Westmorland Pepper Cake
This Westmorland Pepper Cake is an unusual cake from the Lake District (in North-West England) it is made with lots of black treacle and … pepper! If it were not for the name, and the added pepper and spices, this could easily be just another fruit cake – instead this is a ‘spiced cake’, probably of very old origins. This recipe comes from: ‘Recipes Of Lakeland: Collected By Cumbria’, published in 1966 from readers of ‘Cumbria’ newspaper. The weights and measures have been adapted for the modern kitchen and the method expanded.

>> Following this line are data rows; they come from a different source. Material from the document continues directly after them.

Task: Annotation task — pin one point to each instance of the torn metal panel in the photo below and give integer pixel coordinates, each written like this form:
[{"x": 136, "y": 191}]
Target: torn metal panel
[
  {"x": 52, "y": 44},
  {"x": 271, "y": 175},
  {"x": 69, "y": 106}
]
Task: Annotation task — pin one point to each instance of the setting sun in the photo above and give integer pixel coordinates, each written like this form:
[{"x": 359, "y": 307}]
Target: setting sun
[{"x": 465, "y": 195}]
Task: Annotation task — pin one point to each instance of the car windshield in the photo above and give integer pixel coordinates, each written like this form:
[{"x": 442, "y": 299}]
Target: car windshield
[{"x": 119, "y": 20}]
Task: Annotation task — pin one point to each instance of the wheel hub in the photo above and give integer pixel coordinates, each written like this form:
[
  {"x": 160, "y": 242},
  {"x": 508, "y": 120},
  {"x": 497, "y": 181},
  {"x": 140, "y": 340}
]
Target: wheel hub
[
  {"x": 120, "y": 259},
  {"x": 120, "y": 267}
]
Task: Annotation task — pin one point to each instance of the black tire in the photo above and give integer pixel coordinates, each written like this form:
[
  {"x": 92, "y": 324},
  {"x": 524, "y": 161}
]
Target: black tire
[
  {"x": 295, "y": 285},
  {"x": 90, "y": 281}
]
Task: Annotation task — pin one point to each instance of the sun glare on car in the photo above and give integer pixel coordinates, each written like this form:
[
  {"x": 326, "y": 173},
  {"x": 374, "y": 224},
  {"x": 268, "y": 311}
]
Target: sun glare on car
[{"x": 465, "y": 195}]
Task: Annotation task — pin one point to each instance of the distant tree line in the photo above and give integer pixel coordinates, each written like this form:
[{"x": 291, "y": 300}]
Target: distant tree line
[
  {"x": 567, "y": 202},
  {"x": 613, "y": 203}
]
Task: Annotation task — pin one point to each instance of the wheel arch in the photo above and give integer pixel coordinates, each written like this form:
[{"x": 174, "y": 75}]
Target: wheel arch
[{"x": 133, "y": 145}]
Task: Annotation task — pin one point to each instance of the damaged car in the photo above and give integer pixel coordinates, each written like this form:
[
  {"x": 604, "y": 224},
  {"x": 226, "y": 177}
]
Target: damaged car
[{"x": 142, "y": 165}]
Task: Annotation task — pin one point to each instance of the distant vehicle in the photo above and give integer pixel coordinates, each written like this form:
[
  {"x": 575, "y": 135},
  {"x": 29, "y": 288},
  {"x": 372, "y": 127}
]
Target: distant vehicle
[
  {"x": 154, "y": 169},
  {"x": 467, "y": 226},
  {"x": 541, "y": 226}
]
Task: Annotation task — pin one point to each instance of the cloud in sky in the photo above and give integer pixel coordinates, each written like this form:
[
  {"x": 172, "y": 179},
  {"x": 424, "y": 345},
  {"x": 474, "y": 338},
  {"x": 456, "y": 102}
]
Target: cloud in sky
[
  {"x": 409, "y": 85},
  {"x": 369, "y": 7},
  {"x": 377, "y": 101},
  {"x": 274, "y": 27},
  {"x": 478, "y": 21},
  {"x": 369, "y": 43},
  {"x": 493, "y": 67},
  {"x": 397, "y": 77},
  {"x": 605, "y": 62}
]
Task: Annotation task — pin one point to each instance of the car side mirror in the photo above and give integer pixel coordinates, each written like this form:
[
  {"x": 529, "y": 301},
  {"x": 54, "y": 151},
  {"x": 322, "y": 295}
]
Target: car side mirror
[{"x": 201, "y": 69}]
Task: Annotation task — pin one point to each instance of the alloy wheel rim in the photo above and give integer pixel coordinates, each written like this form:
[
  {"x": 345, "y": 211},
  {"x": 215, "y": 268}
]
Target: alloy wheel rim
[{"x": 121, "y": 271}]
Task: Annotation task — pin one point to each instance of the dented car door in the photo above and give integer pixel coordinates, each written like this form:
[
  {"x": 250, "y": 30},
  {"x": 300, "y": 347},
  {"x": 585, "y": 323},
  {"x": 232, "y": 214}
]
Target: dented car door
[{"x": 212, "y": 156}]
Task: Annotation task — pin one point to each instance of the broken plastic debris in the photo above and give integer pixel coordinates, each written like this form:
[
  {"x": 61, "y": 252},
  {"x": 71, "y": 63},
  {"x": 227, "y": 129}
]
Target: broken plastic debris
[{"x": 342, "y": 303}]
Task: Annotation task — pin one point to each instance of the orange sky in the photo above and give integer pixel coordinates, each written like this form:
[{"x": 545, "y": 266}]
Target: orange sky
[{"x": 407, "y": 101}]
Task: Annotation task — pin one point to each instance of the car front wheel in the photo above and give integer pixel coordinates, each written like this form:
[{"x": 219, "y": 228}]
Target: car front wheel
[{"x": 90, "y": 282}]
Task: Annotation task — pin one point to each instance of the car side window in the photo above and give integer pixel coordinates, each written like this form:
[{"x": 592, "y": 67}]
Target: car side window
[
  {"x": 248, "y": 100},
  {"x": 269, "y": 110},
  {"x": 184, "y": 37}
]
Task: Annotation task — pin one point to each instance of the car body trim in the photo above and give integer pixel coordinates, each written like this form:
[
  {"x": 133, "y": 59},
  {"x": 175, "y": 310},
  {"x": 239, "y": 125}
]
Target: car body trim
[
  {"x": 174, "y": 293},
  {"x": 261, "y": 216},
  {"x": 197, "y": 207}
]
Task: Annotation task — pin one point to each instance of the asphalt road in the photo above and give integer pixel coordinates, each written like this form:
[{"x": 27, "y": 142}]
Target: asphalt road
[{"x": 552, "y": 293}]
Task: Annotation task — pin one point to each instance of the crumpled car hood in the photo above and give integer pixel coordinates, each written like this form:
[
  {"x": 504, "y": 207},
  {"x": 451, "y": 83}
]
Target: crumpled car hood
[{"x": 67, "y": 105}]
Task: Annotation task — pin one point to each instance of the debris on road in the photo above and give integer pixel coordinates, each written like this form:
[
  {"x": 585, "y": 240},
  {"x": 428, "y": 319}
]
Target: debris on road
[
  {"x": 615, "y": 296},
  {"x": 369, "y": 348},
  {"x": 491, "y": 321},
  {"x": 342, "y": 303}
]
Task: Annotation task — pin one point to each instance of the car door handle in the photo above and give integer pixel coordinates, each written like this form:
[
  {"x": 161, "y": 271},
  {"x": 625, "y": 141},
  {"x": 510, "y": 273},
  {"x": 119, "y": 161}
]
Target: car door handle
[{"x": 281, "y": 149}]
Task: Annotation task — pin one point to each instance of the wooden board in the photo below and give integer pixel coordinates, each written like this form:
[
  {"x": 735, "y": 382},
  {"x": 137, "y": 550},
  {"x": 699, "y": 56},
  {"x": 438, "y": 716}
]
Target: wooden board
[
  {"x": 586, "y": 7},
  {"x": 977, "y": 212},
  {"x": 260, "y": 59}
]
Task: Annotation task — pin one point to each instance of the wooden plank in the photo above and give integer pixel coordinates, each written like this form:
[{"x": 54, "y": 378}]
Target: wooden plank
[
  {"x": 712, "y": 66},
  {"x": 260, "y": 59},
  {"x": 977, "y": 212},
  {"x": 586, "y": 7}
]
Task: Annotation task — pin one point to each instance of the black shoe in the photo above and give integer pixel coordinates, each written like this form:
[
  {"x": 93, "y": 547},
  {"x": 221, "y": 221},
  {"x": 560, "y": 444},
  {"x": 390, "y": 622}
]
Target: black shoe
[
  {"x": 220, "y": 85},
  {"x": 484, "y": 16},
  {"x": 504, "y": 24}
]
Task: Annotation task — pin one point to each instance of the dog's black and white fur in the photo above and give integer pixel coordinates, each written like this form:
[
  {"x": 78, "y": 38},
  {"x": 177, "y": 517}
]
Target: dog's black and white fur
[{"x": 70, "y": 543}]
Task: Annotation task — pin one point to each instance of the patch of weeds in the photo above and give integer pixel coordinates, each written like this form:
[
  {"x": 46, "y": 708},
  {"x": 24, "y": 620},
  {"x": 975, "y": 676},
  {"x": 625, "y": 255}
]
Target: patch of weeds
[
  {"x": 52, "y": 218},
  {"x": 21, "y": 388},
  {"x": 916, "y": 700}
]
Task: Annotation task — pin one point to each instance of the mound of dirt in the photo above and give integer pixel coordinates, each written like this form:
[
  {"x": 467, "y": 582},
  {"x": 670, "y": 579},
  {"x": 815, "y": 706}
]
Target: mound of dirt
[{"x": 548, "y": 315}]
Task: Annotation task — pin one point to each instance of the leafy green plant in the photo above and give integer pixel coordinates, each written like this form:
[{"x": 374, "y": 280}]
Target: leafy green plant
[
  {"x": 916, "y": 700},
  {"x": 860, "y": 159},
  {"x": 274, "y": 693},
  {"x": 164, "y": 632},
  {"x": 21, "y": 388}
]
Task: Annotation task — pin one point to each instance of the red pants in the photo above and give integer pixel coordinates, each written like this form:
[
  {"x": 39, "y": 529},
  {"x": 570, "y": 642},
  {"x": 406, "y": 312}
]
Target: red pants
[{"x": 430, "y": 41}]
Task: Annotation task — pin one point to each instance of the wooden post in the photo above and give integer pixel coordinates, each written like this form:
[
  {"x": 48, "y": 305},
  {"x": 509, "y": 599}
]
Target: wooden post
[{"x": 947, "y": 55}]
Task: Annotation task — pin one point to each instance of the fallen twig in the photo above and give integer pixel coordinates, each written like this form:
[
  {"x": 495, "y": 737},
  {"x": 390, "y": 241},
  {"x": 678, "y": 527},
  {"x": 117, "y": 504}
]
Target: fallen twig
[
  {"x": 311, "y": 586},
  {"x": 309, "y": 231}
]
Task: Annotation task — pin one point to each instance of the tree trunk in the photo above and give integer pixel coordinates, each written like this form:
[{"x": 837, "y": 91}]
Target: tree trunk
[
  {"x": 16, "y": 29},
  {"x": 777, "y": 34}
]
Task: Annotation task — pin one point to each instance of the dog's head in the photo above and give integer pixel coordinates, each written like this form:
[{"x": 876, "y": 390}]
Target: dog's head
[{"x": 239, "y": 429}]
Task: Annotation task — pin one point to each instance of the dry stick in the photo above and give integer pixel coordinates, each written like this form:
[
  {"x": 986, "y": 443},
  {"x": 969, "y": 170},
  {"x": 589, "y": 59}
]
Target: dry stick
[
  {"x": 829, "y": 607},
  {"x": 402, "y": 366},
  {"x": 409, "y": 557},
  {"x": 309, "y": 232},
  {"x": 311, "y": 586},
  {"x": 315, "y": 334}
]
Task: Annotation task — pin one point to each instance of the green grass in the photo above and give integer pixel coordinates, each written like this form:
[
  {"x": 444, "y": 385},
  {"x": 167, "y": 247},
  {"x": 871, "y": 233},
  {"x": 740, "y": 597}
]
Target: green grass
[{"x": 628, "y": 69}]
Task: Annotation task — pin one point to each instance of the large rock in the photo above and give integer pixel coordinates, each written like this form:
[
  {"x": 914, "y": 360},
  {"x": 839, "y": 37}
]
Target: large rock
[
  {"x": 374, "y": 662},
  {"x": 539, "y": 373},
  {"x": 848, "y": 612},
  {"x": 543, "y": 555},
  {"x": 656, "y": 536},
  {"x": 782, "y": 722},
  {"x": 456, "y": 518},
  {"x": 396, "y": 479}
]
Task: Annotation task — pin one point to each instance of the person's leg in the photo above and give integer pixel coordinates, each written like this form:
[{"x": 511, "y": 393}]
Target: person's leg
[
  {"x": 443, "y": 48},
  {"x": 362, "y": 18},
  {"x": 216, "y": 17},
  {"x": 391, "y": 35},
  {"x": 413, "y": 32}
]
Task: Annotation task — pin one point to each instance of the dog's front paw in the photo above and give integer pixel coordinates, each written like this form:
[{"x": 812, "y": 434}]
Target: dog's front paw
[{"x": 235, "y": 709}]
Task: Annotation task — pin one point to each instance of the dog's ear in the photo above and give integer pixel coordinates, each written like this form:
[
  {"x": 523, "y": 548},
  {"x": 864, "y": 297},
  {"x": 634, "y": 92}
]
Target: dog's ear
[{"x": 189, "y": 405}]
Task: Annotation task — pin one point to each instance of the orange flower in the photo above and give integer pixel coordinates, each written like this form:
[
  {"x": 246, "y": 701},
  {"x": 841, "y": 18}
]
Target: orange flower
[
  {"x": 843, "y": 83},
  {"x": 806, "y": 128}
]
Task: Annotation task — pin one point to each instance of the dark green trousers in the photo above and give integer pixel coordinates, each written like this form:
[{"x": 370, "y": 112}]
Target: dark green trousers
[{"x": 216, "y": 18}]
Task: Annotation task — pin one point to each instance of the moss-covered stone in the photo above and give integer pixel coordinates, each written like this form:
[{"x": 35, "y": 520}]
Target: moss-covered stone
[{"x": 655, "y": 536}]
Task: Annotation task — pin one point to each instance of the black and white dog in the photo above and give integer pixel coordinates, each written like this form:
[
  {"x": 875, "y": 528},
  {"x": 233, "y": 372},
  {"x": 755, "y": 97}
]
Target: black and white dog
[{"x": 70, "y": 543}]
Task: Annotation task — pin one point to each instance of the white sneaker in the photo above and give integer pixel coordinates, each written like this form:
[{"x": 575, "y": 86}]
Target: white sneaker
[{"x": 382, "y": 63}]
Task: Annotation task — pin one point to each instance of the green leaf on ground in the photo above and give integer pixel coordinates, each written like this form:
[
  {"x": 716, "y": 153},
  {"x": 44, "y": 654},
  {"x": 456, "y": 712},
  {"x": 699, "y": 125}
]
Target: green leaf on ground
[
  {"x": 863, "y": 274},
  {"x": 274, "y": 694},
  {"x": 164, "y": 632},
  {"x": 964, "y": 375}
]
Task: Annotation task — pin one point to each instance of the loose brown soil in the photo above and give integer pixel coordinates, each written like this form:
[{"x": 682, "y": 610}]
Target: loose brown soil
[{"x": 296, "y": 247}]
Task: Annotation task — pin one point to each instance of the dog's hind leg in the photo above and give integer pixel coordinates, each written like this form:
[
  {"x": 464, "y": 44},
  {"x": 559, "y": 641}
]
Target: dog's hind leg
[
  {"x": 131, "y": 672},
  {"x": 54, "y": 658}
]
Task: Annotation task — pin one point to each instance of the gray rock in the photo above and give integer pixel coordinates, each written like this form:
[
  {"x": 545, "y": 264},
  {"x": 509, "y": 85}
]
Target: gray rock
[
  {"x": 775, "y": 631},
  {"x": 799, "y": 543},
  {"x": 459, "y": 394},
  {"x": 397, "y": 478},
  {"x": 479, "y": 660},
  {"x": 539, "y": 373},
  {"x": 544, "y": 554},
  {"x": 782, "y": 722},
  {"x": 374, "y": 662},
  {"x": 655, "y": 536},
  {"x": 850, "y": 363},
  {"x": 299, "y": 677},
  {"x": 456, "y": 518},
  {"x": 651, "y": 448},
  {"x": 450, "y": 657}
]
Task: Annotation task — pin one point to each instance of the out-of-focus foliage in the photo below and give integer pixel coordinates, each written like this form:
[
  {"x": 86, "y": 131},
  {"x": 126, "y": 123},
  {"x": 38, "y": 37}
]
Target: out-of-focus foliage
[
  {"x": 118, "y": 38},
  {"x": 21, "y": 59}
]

Westmorland Pepper Cake Recipe
Recipe Ingredients:
- 500g plain flour
- 250g sugar
- 250g of black treacle (molasses)
- 125g butter, softened
- 125g currants
- 125g raisins
- 60g candied peel
- 3 eggs, beaten
- 2 tsp baking powder
- 1/2 tsp ground ginger
- 1/4 tsp ground cloves
- 1/4 tsp freshly ground black pepper
Recipe Method:
Grease a medium sized cake tin with a little butter and line it with baking parchment. It is best to use a cake tin with a removable base to ‘pop’ the cake out after baking.
Preheat the oven to 160C
In a large mixing bowl sift in the flour and stir in the sugar. Rub the softened butter into the flour and sugar to make it resemble fine breadcrumbs.
Add in the ground ginger, ground cloves, baking powder and freshly ground black pepper. Stir to mix.
Add in the mixed candied peel, currants and raisins. Mix in. Then finally add the beaten eggs and black treacle (molasses). Stir the cake mixture thoroughly.
Pour the fully mixed cake batter into the prepared cake tin and bake in the oven at 160C for 1 to 1 and a 1/2 hours (60 to 90 minutes). To tell it is baked push a skewer into the centre of the cake and see if it comes out hot and clean.
Once baked remove from the oven and cool the Westmorland Pepper Cake in the tin for 20 minutes, then turn the cake out, remove the baking paper and leave to cool completely on a wire rack. Ideally store the Westmorland Pepper Cake in an air tight tin – the cake will last several days if kept wrapped in foil in a lidded tin, in a cool place.